Artist’s rendering of the lipid bilayer surrounding a typical human cell.            image source

A special high-powered laser records how the nanoparticles interact with the bilayer, if the two interact at all. Thus far, the project has focused primarily on four different types of widely used and researched nanoparticles: nano-gold, oxidized carbon nanotubes, nano-diamond, and lithium cobalt oxide. The ultimate goal is to discern which nanoparticles are safe and sustainable for commercial use.

The problem in dealing with an experiment of this scale is that it is one tiny piece of a very large puzzle. All in all, the experiments currently being run at Northwestern aren’t going to definitively tell us whether nano-gold, for instance, is safe to use. They will add to the growing body of scientific literature detailing the interactions between nanoparticles and biological materials, but they will not state anything conclusively. For journalists wishing to sell their discovery as the Next Big Thing, this is problematic. Science is notoriously reluctant to make big, brassy statements, and journalism more or less thrives on them. If the story isn’t going to have a big impact, the reasoning goes, why on Earth are you writing about it? Journalism as a field has not developed the literary maturity to deal with the cautious micro-steps that ultimately constitute forward advancement in science. This could be put down to a problem with the public and its consumption of media. After all, which headline is “sexier”?

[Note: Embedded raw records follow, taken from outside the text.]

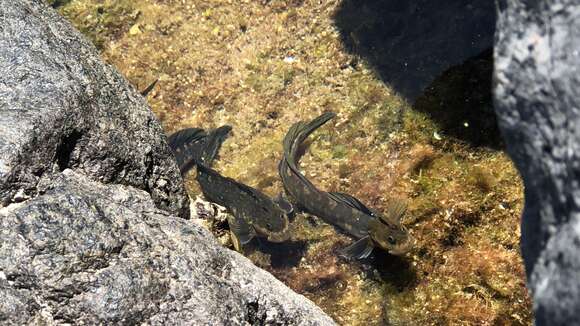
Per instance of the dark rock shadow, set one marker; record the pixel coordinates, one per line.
(394, 270)
(282, 255)
(411, 42)
(460, 101)
(436, 54)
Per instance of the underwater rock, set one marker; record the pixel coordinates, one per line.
(92, 202)
(88, 253)
(62, 107)
(537, 101)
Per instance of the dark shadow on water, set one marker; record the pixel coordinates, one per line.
(394, 270)
(282, 255)
(411, 42)
(436, 54)
(460, 101)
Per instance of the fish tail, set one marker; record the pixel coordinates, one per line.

 Scientists close in on cancer cure


 Researchers find promising bone marrow mutation that seems to limit tumor size
in 22% of tested individuals in early medical trials

Then again, which one is ultimately more truthful? Almost every week, it seems, a magazine or newspaper title screams about the impending cure for AIDS or another horrific disease, only for the article itself to reveal a technology or medicine in the very beginning stages of its development. If journalists really want the help of the scientific community, they need to understand the nuance and caution involved in the scientific process.

I personally feel that my article, which was posted to the Medill Reports website about a month after my meetings with the Geiger group, did a good job of hedging the promise of Northwestern’s discoveries. The public needs to realize that what that group is doing is significant, though not for reasons they may immediately understand. I’m not saying the article is a shining exemplar of science writing — like anything, it could have used more time and some increased polish- but with enough comparisons and metaphors, the piece works more often than it doesn’t. If I did my job, readers will finish the article with a better understanding of the methods and the importance of nanoscience than they had when they started.

At any rate, the lesson about improving science communication by getting uncomfortable is the same. If science writing is to get better, scientists must be willing to descend through the clouds to the world of mortals, and writers must be increasingly willing to take the elevator higher up than they’ve been before.